I just got off the phone with one of my cousins in Carolina. I haven’t spoken to him in a couple of years at my brother’s wedding. Before that it was actually longer. I had to ask him to repeat his name a couple of times before I recognized who it was.

He was extremely friendly and seemed to be trying to draw me into a friendly conversation. Meanwhile, I was trying to figure out what he wanted. He wanted some help with a website. No problem there, I’m going to do some looking in to hosts for him. But unfortunately I feel that I was kind of short with him.

This also happens when one of my brothers calls. It’s not that I don’t want to talk to them, it’s that I haven’t thought about what I want to say. I guess I’m sort of the kind of guy who has to prepare for daily conversation sometimes. I like to have a stock reply to such simple questions as “How have you been?”

“I don’t know, let me get back to you,” doesn’t seem appropriate over the phone. It’s one of the reasons I excel in a chatroom environment. I get a good 90 second delay. I can pretend to be multitasking.

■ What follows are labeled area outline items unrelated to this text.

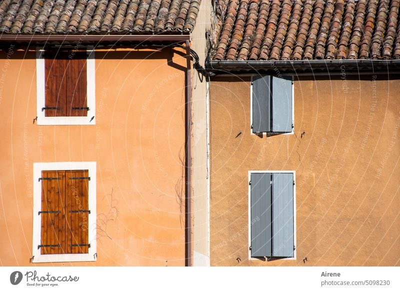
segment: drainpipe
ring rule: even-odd
[[[192,68],[190,42],[186,40],[185,108],[185,266],[192,266]]]

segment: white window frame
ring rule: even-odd
[[[296,260],[296,252],[297,252],[297,244],[296,244],[296,171],[295,170],[250,170],[248,171],[248,260],[260,260],[260,258],[252,256],[252,251],[250,250],[250,246],[252,245],[252,204],[250,204],[250,198],[252,194],[252,186],[250,184],[250,181],[252,178],[252,173],[291,173],[293,174],[293,182],[294,184],[293,185],[293,245],[294,246],[294,256],[290,258],[280,258],[279,260]]]
[[[88,242],[90,247],[88,254],[42,254],[38,246],[40,244],[41,217],[38,215],[42,210],[42,186],[39,181],[42,170],[88,170],[90,180],[88,181],[88,204],[90,213],[88,215]],[[96,254],[96,162],[66,162],[34,163],[34,220],[32,262],[62,262],[95,261]]]
[[[38,48],[36,50],[36,116],[38,125],[90,125],[96,124],[95,116],[96,102],[96,68],[94,65],[94,49],[88,47],[86,52],[86,96],[87,104],[89,110],[88,116],[45,116],[44,111],[42,108],[45,107],[46,73],[44,68],[44,52],[43,48]]]
[[[292,128],[292,132],[284,132],[284,134],[276,134],[271,132],[253,132],[253,129],[252,128],[252,124],[253,124],[253,76],[251,76],[250,80],[250,134],[253,136],[259,136],[260,134],[262,134],[263,136],[272,136],[276,134],[294,134],[294,78],[292,76],[292,122],[293,126]],[[260,75],[256,75],[260,76]],[[274,75],[270,75],[273,76]]]

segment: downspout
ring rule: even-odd
[[[192,266],[192,68],[190,42],[186,40],[185,108],[185,266]]]

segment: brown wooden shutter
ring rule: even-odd
[[[44,116],[88,116],[86,52],[46,51],[44,58]]]
[[[88,171],[66,171],[66,252],[88,252]]]
[[[86,52],[74,52],[67,66],[68,116],[88,116]]]
[[[40,254],[62,254],[64,171],[42,171]]]
[[[62,52],[46,51],[44,58],[44,116],[66,116],[66,56]]]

The conversation of alcohol came up at work the other day an I commented, to the disapproval of a few, about how much I appreciate it taking the edge off when I am in a situation with the capacity to be awkward. Say, for instance, a cousin gives me a call and pretends to be really interested in how I’m doing because he wants something. That’s not to say that was the case with my cousin, but one can’t know for sure.

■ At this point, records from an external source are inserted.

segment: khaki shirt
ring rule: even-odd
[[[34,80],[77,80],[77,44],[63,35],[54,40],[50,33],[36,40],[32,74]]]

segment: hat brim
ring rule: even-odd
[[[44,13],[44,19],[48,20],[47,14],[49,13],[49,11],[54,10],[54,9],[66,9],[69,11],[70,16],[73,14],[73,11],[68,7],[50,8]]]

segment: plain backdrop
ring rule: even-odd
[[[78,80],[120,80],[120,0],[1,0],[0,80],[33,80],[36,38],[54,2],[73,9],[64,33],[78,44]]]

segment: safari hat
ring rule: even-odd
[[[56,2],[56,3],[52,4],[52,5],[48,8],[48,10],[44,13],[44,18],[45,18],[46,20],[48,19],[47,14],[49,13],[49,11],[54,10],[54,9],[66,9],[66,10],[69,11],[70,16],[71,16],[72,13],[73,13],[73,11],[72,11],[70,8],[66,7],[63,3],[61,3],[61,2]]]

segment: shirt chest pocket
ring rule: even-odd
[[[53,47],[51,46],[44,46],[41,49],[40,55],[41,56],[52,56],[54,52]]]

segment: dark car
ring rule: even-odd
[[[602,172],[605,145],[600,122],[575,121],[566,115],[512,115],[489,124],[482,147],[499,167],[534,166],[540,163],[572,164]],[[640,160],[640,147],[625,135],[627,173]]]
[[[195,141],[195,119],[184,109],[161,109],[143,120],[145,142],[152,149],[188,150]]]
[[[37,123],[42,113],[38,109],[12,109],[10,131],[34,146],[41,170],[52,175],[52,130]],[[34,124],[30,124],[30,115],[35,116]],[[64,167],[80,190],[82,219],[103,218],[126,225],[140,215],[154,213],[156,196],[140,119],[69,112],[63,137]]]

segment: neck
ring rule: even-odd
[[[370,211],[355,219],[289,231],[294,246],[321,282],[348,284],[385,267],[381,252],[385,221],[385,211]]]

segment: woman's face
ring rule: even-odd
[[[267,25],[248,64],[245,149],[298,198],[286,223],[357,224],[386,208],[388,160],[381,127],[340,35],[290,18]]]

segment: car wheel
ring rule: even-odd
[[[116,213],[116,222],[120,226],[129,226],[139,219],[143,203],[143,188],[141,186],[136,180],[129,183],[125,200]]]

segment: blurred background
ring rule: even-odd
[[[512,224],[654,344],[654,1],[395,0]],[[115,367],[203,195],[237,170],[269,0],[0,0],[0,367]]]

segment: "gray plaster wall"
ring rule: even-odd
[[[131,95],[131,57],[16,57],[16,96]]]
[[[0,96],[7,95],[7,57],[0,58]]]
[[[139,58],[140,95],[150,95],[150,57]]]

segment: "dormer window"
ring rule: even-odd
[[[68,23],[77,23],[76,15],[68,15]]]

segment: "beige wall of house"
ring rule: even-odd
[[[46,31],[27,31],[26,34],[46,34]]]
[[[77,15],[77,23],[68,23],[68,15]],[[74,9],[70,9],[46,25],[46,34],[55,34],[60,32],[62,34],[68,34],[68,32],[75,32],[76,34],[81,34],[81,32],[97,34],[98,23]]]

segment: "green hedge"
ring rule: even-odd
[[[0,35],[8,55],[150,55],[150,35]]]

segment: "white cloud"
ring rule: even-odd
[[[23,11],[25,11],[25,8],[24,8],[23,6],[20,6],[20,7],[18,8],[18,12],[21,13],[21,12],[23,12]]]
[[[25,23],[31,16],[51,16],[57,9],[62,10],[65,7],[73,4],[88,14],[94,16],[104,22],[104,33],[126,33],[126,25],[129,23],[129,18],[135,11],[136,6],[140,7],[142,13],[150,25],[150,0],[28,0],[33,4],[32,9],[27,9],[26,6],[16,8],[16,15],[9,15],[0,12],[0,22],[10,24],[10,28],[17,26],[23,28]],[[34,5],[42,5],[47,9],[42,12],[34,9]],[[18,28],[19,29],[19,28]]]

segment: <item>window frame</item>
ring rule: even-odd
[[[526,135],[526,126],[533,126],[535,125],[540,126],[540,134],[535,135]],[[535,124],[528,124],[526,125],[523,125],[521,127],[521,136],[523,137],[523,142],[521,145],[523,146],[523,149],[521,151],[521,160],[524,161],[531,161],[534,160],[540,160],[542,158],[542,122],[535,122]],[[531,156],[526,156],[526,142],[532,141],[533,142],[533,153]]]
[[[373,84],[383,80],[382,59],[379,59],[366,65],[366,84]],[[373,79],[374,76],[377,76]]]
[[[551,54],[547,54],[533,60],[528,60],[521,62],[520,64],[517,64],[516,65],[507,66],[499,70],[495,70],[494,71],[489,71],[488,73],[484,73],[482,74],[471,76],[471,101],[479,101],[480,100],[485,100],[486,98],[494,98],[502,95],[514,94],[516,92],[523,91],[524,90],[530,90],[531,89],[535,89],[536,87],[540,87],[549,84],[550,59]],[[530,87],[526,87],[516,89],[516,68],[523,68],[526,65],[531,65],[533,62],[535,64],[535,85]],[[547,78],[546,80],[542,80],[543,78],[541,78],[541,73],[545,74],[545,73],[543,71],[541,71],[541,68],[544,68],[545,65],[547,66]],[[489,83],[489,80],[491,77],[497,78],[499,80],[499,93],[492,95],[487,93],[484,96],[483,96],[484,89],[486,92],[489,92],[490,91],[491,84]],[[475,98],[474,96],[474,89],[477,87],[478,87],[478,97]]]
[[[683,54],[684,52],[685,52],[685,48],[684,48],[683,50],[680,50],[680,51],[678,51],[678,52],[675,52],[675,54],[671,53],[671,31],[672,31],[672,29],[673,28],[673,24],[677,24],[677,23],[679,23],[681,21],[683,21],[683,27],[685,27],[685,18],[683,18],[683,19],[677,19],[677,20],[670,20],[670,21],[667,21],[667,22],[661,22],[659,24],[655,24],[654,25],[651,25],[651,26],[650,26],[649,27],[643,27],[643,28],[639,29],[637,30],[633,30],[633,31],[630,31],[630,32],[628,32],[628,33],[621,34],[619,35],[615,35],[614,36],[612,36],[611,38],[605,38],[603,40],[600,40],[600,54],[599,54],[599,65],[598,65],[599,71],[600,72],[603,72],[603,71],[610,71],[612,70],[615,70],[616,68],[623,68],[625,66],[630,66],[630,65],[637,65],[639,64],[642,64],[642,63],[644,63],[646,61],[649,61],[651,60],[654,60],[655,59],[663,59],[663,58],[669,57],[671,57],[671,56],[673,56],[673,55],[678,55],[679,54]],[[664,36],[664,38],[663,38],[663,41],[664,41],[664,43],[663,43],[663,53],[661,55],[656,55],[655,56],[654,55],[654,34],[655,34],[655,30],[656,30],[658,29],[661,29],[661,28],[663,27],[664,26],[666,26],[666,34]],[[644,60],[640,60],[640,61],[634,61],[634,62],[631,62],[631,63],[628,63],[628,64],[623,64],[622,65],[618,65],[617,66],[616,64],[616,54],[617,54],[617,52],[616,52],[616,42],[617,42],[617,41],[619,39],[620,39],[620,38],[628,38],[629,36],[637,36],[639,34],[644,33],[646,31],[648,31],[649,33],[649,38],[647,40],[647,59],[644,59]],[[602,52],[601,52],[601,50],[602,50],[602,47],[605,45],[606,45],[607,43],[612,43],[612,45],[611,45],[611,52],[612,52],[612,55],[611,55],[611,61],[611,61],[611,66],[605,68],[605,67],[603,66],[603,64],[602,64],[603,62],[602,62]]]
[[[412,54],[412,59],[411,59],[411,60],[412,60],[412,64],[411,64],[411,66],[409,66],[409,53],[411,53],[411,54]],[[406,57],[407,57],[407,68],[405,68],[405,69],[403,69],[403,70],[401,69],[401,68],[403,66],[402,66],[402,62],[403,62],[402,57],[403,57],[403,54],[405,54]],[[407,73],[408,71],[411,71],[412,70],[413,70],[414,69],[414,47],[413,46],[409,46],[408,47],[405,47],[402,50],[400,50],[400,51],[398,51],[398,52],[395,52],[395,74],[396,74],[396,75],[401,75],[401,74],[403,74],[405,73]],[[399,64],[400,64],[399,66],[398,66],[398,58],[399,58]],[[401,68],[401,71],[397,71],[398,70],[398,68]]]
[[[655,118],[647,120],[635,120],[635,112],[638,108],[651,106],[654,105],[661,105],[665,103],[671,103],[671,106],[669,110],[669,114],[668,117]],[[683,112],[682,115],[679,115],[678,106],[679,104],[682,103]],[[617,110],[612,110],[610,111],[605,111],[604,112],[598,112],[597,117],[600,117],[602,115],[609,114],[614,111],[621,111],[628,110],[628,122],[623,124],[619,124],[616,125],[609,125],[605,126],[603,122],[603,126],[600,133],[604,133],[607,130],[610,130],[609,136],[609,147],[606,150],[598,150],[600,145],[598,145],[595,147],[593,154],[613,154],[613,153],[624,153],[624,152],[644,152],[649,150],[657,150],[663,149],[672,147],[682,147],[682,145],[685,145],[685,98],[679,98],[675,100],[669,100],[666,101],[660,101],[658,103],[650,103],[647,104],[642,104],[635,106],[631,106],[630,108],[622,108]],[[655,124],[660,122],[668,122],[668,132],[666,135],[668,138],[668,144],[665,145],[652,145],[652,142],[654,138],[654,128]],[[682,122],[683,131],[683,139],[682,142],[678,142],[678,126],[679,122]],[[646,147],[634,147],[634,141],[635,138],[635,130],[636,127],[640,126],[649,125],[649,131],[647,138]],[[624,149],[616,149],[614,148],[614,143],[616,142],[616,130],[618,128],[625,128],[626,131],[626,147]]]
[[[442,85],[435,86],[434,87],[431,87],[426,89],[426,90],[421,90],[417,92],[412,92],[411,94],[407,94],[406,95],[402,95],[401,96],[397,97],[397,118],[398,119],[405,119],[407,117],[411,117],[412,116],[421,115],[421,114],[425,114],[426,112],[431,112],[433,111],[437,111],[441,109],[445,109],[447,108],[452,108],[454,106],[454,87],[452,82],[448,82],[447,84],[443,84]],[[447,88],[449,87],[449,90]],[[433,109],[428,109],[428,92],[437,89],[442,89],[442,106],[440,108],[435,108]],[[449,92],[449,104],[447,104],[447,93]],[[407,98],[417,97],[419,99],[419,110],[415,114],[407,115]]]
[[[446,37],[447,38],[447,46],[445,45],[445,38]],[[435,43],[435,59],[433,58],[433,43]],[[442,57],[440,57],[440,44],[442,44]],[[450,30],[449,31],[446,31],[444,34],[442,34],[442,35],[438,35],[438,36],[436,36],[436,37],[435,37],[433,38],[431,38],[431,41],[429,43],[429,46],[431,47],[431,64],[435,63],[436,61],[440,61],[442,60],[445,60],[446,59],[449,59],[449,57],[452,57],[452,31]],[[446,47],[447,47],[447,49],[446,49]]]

A while back another conversation came up about rhetorical questions. “How are you doing?” while passing in the hall is not asked to elicit an answer. You don’t want to be the one guy who traps someone just trying to be nice into a conversation. So you come up with stock replies. “Great!” when I remember, or “Pretty good” when I forget that “Great” is a better answer. But it took my young self a while to get uncomfortable with half-incomplete conversations. “How are you?” “Good, you?” “Great!” “Good.”… how mundane. But necessary in order to keep things light and upbeat.

You’ve got to do the same with family. Particularly since I’ve moved out here, aunts and uncles and everyone wants to know how things have been for Clancy and I. Your time is limited, so you don’t want to talk too much. God knows that I could bore someone to tears with the intricacies of my work environment or a comparative analysis of gas station prices between towns that I find utterly fascinating. No one cares! In most cases, unless something is seriously wrong, they don’t care how I’m doing. They just want me to know that they care about me. Maybe that I can call them if I need to talk or work through a problem.

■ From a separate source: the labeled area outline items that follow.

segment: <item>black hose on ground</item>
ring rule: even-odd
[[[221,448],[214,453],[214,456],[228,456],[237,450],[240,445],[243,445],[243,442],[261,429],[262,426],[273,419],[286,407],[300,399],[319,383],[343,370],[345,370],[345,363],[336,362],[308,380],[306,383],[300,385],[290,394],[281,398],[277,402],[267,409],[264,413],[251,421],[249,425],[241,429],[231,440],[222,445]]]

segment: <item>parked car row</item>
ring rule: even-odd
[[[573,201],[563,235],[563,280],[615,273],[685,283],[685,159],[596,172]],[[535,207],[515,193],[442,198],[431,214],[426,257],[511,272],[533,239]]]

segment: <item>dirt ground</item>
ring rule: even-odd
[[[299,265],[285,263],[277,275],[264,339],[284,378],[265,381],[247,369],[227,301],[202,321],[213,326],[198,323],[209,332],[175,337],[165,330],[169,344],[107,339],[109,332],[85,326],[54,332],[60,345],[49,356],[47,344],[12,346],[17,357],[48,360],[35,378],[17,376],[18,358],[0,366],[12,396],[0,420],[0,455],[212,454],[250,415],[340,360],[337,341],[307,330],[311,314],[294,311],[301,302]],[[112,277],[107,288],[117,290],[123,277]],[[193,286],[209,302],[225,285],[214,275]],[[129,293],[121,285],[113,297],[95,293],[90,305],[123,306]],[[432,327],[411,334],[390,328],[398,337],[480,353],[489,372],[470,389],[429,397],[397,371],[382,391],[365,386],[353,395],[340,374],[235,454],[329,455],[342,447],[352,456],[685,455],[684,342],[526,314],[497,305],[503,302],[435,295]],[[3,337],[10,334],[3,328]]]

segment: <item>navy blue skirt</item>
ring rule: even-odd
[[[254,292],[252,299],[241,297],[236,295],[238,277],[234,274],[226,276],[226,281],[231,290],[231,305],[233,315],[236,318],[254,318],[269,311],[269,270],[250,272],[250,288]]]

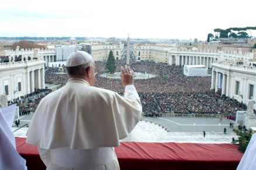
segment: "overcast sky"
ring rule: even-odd
[[[256,26],[255,0],[5,1],[0,37],[205,40],[216,28]],[[253,34],[256,36],[255,34]]]

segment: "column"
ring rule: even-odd
[[[188,65],[188,56],[185,56],[185,65]]]
[[[230,76],[229,75],[227,75],[227,83],[226,85],[226,96],[229,96],[229,87],[230,87],[230,84],[229,84],[229,79],[230,79]]]
[[[169,60],[169,65],[172,65],[172,55],[171,55],[170,56],[170,59]]]
[[[30,83],[31,83],[30,91],[31,91],[31,93],[32,93],[32,92],[34,91],[34,70],[32,70],[31,72]]]
[[[226,75],[222,74],[222,95],[226,95]]]
[[[219,73],[216,72],[216,76],[215,79],[215,92],[218,91],[218,81],[219,81]]]
[[[40,69],[37,70],[37,88],[41,88],[41,73]]]
[[[30,93],[30,72],[27,70],[27,94]]]
[[[216,77],[216,72],[213,71],[212,74],[212,84],[210,89],[213,90],[215,88],[215,79]]]
[[[41,88],[46,88],[44,83],[44,68],[40,69],[41,74]]]
[[[230,90],[229,90],[229,95],[230,98],[232,98],[234,97],[234,76],[230,75],[231,80],[230,82]]]
[[[209,69],[209,58],[206,58],[206,68],[207,69]]]

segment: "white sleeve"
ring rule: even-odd
[[[126,85],[124,88],[124,98],[130,100],[130,103],[142,112],[142,107],[138,93],[133,85]]]
[[[46,150],[39,147],[37,147],[38,153],[39,153],[41,160],[44,162],[44,165],[47,167],[48,164],[51,161],[51,157],[50,155],[50,150]]]

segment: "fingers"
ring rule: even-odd
[[[124,69],[123,69],[123,66],[121,66],[121,73],[122,73],[121,75],[124,74]]]
[[[122,75],[124,74],[132,74],[132,72],[133,73],[133,71],[131,70],[129,66],[127,66],[127,65],[124,66],[124,68],[123,68],[123,66],[121,66],[121,73]],[[133,73],[132,74],[133,75]]]

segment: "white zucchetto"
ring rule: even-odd
[[[72,52],[68,56],[67,58],[65,66],[67,67],[74,67],[85,64],[86,68],[88,68],[92,59],[92,56],[87,52],[77,51]]]

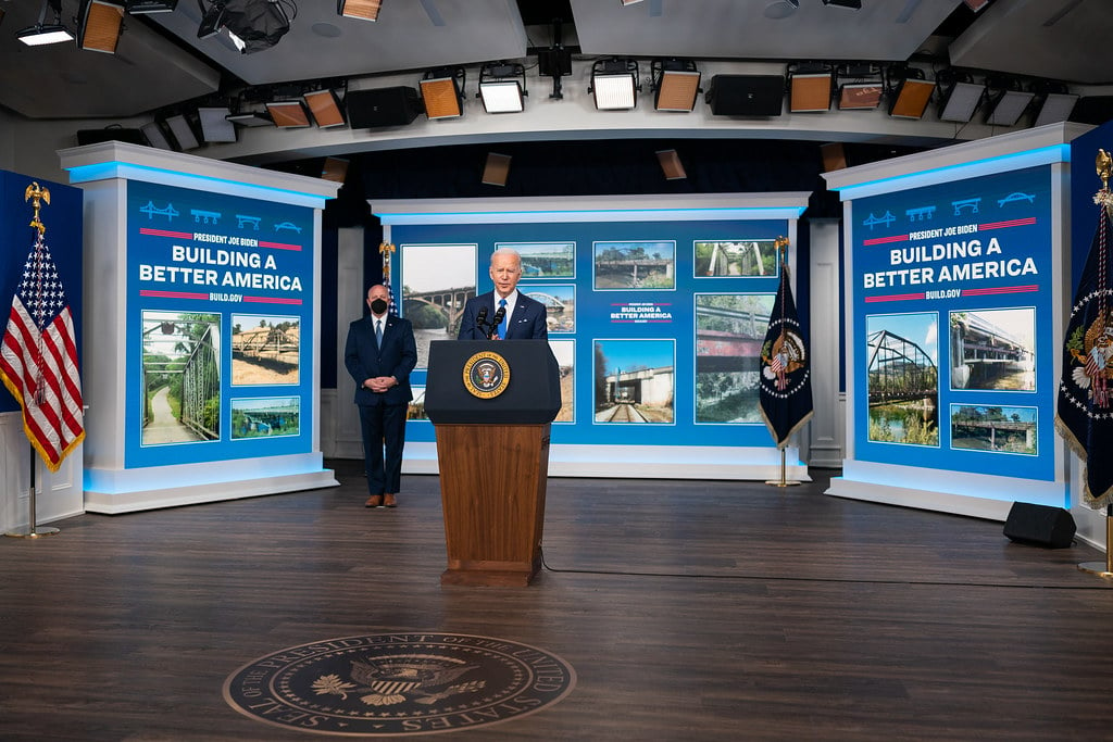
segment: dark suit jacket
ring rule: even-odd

And I’d do the same for them, of course. Family works that way. But the truth is that I haven’t spoken to my cousin in almost two years. I’ve seen him once in the last five years or so. I’m not going to go to him if I have a problem because I don’t really even know him. Nor him me. Our respective mothers aren’t particularly close – and neither of us particularly close to our respective mothers – so it’s unlikely we’ll ever need to know each other really well.

It’s not that family doesn’t matter to me. I enjoy time spent with my father’s side and some with my mother’s side as well (particularly since some torn relationships have mended). But when you stop seeing them on a regular basis, it turns in to something else. A few months back I spent some time with Clancy’s family at an annual Easter retreat. They have a certain cohesion that my family lacks. The Trumans meet on a few holidays a year, but other obligations make it an incomplete set. And since I have come out here there is just less opportunity.

It’s the price I guess we pay for autonomy and mobility. My mother moved from one coast to the other to get away from her family, Clancy went a distance to get away from hers. I followed Clancy because getting out was more important to her than staying was to me. But everything comes at a cost, I guess, like stilted conversations on the phone after two years of not having spoken.